Una de las mayores riquezas que tiene el idioma castellano es la capacidad de generar neologismos que, aunque no estén recogidos en el Diccionario, tienen una construcción correcta. El sufijo «-ismo», según la Real Academia Española de la Lengua, se añade a sustantivos para indicar «'doctrina', 'sistema', 'escuela' o 'movimiento'».
Uno de los nuevos neologismos aplicados a la política es el «malmenorismo», es decir, la doctrina que acepta como bueno el mal menor o calificar como correcto lo que, en esencia, no lo es.
Ese «malmenorismo» es el que mantiene vivo (políticamente) a Pedro Sánchez. Cuando hablas con gente profunda e indudablemente progresista, tanto votante del PSOE como de otras fuerzas a su izquierda, te suelen decir que las cosas están mal, que no se está gobernando con un verdadero programa de progreso, pero que, bueno, sería peor que Feijóo estuviera gobernando con Abascal.
Para entender este fenómeno letal hay que analizarlo bien desde un punto de vista semántico. Aceptar el mal menor siempre parte de una premisa falsa que oculta otra opción que sea buena. El problema de la izquierda española y, sobre todo, del PSOE, es que las opciones buenas suelen ser aniquiladas por una maquinaria autoritaria.
El sanchismo ha conseguido su objetivo: alienar a las personas de izquierdas para que justifiquen que Pedro Sánchez es el mal menor que hay que sufrir para evitar que gobiernen «los otros».
La gente de izquierdas ha perdido el sentido crítico de la política que sostenía el funcionamiento de los partidos. No hay más que ver el ejemplo de borreguismo sectario que se va a dar este fin de semana en Sevilla.
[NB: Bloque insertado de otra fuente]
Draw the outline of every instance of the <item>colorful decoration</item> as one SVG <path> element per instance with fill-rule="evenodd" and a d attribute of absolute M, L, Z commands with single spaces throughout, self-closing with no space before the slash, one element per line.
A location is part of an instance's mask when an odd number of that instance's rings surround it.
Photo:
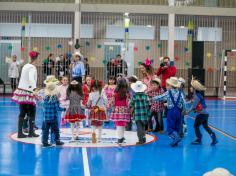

Las cifras oficiales, las del propio gobierno (INE y SEPE) o de la Unión Europea (Eurostat), indican que el empleo que se crea en España es de peor calidad que cuando llegó Sánchez al poder, que los niveles de pobreza se están disparando, que se permite que las empresas incrementen sus beneficios (lo cual no es malo per se) pero que esa subida de las ganancias no tenga una traslación en las condiciones laborales de los trabajadores o una repercusión directa en la creación de empleo digno. Hay muchos más elementos, pero la cuestión laboral y salarial debería ser uno de los pilares de la acción de cualquier gobierno que se autodenomine progresista. Sin embargo, no es así.
Sánchez vive muy tranquilo porque sabe perfectamente que nadie le va a salir al paso o le va a abrir un frente desde la izquierda porque siempre será mejor el mal menor a que gobierne la derecha con los ultras.
Sánchez es presidente del gobierno de manera absolutamente legítima, independientemente de con quién haya pactado. Otra cosa es el precio que está dispuesto a pagar para mantenerse en el poder. El «malmenorismo» de la izquierda española justifica que las cesiones de Sánchez para permanecer en la Moncloa hayan costado, de momento, cerca de 300.000 millones de euros de dinero público. Cuando se expone esa cifra, los actuales progresistas llegan a afirmar que están bien gastados cuando, por otro lado, están exigiendo un incremento presupuestario de partidas básicas como la educación, la sanidad o los servicios sociales.
Este fenómeno de aceptar a un presidente nefasto como «el mal menor» tendrá sus consecuencias. La crispación y la polarización política terminará ahogando a las formaciones de la izquierda. Mientras Sánchez continúe al frente del PSOE, el Partido Socialista se enfrentará a un proceso de extinción similar a lo que ya sufrieron otras formaciones socialdemócratas en Europa que prácticamente han desaparecido.
La izquierda española, tradicionalmente, sólo es efectiva cuando tiene la crítica de sus bases por detrás. Si no, tienen tendencia a aborregarse, tal y como se demuestra con lo sucedido tras los gobiernos de Felipe González y José Luis Rodríguez Zapatero.
Pedro Sánchez no es un estadista, no es el salvador de España ni, por supuesto, de las clases medias y trabajadoras. Pedro Sánchez es un oportunista, un charlatán y un trilero de feria que sabe cómo manipular las mentes de las personas. Ahora que no tiene mayoría para poder gobernar a sus anchas, tiene que plantear el escenario de que él es el mal menor. El problema es que sigue habiendo mentes bienintencionadas que se lo creen. Cuando caiga, entonces se verán las gravísimas consecuencias del «malmenorismo». No hay más que ver lo que ha sucedido en Estados Unidos donde Biden era «el mal menor».